В школу я не хожу. А моя подруга Варя говорит, что там жуть как интересно. Но ни папа, ни мама мне туда не разрешают. Я вырасту и сама пойду в школу. И пусть я буду старше всех. Меня это не пугает».
Высокий черноволосый мужчина закончил читать. Бросил дневник на стол.
– Что ты будешь с ними делать, Пётр Александрович? Это же статья… Серебро… Ненависть к власти и её устоям. «Пролетариат» этот тоже замечен в нехороших делах. Слышал я, как он с кем-то шептался о тюке сена, что лежит сейчас на дальнем поле. Я ведь его специально оставил на живца. Вот приносят мне отовсюду сплетни. Кто украдёт первым, я не знаю. Но премия нас ждёт большая. Ох какая большая…
Пётр Александрович взял со стола дневник Тамары, полистал его, промолвил:
– Целый роман написала девчонка! Ну даёт… А чего ты ещё не почитал?
– А зачем? Факт преступления есть. Можно хоть сейчас идти и изымать серебро. Бабку в тюрьму, остальных на поселение в разные места. Девчонку и пацана в городской детский дом. А остальное пусть изучают следователи. Это их работа.
Пётр Александрович встал, подошёл к говорившему, положил руку на его плечо, похлопал и произнёс:
– Ген… Давай забудем о дневнике… Давай он сгорит к чертям…
– Хех, – высокий мужчина усмехнулся.
– Ну ты же знаешь, как я Настю… – Пётр Александрович закашлялся.
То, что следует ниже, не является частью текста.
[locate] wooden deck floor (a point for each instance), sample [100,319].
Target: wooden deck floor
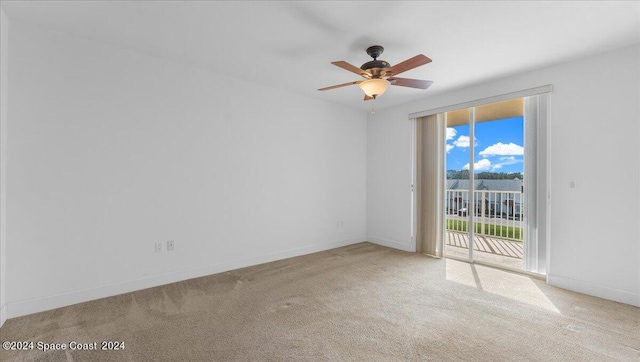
[486,244]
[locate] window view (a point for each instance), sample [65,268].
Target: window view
[497,202]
– Знаю, вот поэтому пришёл сначала к тебе. Но, прости, брат, поступить иначе не могу. С меня три шкуры сдерут. Что тебе эта Настя? Вон доярка Зинка с тебя глаз не сводит. А у Настасьи и муж, и дочь, и сын, и мать, ненавидящая нашу власть.
– Ген… Давай забудем, прошу тебя.
– Да чёрт с тобой, забывай! Давай хотя бы козу изымем, чтобы отстали от нас. План мы не выполняем, Петя!
– Не надо и козу. Давай я свою отдам. Забирай у меня всё, а её семью оставь.
Геннадий Ефимович намотал на палец свой длинный ус, задумчиво посмотрел на Петра Александровича и произнёс:
– И что, ты теперь всю жизнь в её сторону смотреть будешь и молчать? Тебе же это на руку: мать в тюрьму, мужа на поселение, а Настасью в город и под себя. Думаешь, она не согласится?
– Ты с ума сошёл? Как под себя? Она что, вещь какая-то? Она любить меня должна, ценить, ждать. А сейчас она чужая. Но есть надежда, что заметит меня.
– Надежда только на этот дневник! – Геннадий Ефимович повысил голос. – Ей-богу, молодишься тут, чай, не шестнадцать лет. Тридцать с хвостиком, а ты всё одинок. Бабы ему не те! Не буду я их защищать, пиши протокол, пойдём вдвоём к ним!